Continuing my blog series on Australasian family history research institutions, this month's focus is on State Records New South Wales. As most people know, Australia's first European settlement began with the arrival of the First Fleet in 1788 with its cargo of British convicts. Wikipedia has an article on the First Fleet giving the names of the ships plus statistics of convicts transported and other information.
This blog post is not about the early European settlement of Australia, but on where the surviving records of the settlement ended up. State Records New South Wales is the New South Wales government's archives and records management authority established in 1961. Prior to that, the state's archival records were the responsibility of the Mitchell Library and the Archives Section of the Public Library.
Not surprisingly, there is a wealth of family history information in State Records and there are a number of ways to discover what records may be relevant to your family including:
- search the online catalogue Archives Investigator
- search using State Records catalogue search tool
- search Photo Investigator
- use the online indexes
- view digital records
- browse/read Archives in Brief
- use online subject guides
If you are totally new to State Records New South Wales there is Archives in Brief 7 - Tracing your family history and over 120 Archives in Brief on a wide range of topics. Archives in Brief 51 is an alphabetical subject listing of all topics and is a great overview of what records are available. The guides give brief historical background to the topic plus a listing of the most relevant records and how to access them.
The online indexes are searchable with a KeyName search but be aware that not all the indexes online are searchable by KeyName. You may need to search other relevant indexes individually.
PhotoSearch can be a fascinating way to discover interesting information on your families. The image below of a street scene in Sydney would be extremely exciting if your people lived in the same street at the time. But would you even think to search by street name?
Both Archives Investigator and the catalogue search tool can be searched by person's name or place as some records series have been indexed directly into the online catalogue.
As you can see, there are many ways to search and you should try them all to make sure you are not missing any quick and easy information. For example, divorce case papers 1873-1923 are indexed and the index is listed in the online indexes section but divorce case papers from 1922 to 1963 are indexed within Archives Investigator.

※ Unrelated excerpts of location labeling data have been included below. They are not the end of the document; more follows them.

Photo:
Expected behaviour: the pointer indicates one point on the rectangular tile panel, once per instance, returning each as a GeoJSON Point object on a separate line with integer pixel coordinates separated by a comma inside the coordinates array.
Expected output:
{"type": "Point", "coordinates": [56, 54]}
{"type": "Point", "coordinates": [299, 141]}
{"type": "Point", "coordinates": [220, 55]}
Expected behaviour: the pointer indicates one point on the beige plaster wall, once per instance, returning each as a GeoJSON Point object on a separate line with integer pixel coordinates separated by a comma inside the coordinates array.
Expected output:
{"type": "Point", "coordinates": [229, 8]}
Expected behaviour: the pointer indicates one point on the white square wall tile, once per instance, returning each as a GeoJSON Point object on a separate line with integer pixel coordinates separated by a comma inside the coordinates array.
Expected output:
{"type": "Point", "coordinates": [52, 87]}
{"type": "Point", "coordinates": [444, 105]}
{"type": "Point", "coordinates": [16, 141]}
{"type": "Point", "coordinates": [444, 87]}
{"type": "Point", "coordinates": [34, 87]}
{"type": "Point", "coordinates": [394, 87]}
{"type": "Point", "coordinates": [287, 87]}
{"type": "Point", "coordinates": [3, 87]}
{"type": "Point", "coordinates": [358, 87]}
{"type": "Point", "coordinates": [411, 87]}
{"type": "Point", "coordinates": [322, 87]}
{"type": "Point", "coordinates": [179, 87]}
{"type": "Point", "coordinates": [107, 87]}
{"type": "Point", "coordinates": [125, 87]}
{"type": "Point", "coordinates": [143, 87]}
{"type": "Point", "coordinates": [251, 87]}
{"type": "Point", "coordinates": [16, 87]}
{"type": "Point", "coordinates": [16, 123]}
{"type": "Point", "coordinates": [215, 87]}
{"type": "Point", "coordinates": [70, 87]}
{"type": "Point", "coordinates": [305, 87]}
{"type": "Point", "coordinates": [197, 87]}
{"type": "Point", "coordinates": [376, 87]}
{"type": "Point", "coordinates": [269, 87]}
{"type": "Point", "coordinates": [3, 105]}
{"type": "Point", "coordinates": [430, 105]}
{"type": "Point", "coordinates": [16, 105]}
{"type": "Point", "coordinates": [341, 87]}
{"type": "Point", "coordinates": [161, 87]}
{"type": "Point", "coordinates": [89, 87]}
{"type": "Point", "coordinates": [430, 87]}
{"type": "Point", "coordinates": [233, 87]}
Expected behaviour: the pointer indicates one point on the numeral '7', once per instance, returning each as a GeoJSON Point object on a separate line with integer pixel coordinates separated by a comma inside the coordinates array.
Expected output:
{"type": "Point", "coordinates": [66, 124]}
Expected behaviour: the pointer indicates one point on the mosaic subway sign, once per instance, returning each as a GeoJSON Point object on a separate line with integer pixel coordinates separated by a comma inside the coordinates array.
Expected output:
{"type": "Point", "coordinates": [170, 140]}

This information is included in Archives in Brief 77 - Divorce Records. If you do not consult these research guides, you may miss the fact that divorce case papers have been indexed for the later period. There is other useful information in the guide including terminology, how to view the records, obtain copies and other record series which may be of interest.
State Records New South Wales has a free monthly e-newsletter Now and Then with past issues also online. State Records New South Wales is also an active contributor to social media including Twitter, Facebook, Flickr, Google +, Historypin, YouTube and SlideShare. All of these media are an excellent way to keep up with what's new or to see various aspects of the collection from different perspectives. For example, currently on Flickr there is an excellent tribute to New South Wales government employees who enlisted in World War 1. There are 110 portraits in the photostream, with all the soldiers named and whether they returned or not.
Anyone with ancestors who went to New South Wales will find lots of exciting records to search at State Records New South Wales. Good luck!